Valerie ouviu os gemidos frenéticos da pobre galinha.
“O que você pediu é uma abominação! O sangue sujou todo o meu rosto."
“Mais, mais...”
“Não posso continuar.”
"Venha até mim."
"Eu gostaria de nunca ter conhecido você, Richard!"

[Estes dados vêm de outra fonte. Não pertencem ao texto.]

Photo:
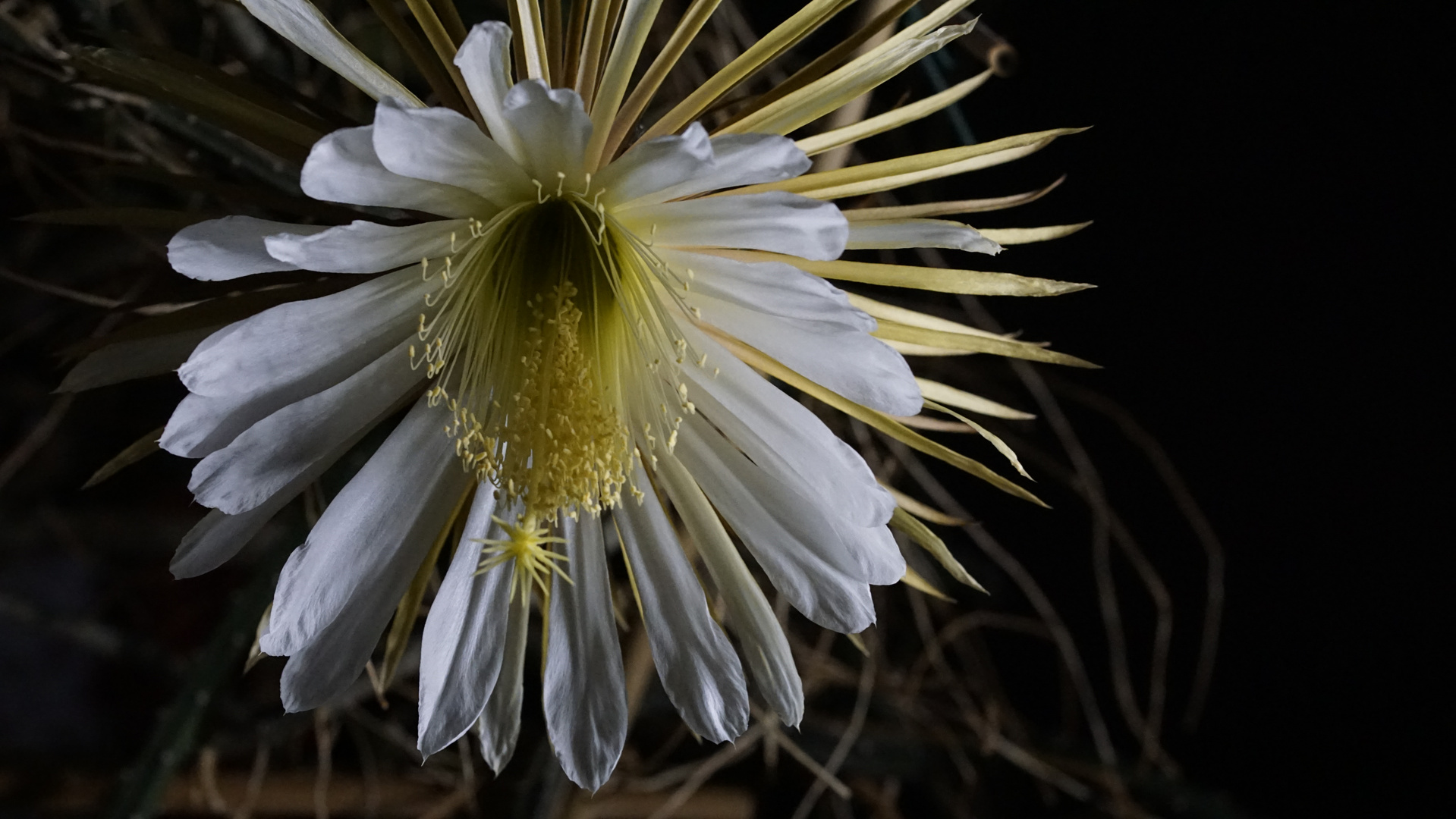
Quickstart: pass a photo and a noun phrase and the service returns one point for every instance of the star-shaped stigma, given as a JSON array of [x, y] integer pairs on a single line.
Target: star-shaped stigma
[[533, 560]]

“Venha, agora eu gosto de você.”
“Você é um animal."
“Diga de novo!”
“Você é um animal, um animal repugnante!”
“E o que mais?”
“Eu te amo.”
“Você é magnífica. Me siga!"
“Tenho medo de você, Richard!”
“O medo de uma mulher me dá prazer.”
“Por que você é tão cruel?”
"Tire a roupa.”
“Seus olhos estão me deixando louco.”
“Você é linda.”
“Mal consigo respirar.”
“Adoro seus dentes.”
“Eu vou queimar!”
"Eu vou te machucar.”
“Ah, sim, essa coisa horrível me causa medo.”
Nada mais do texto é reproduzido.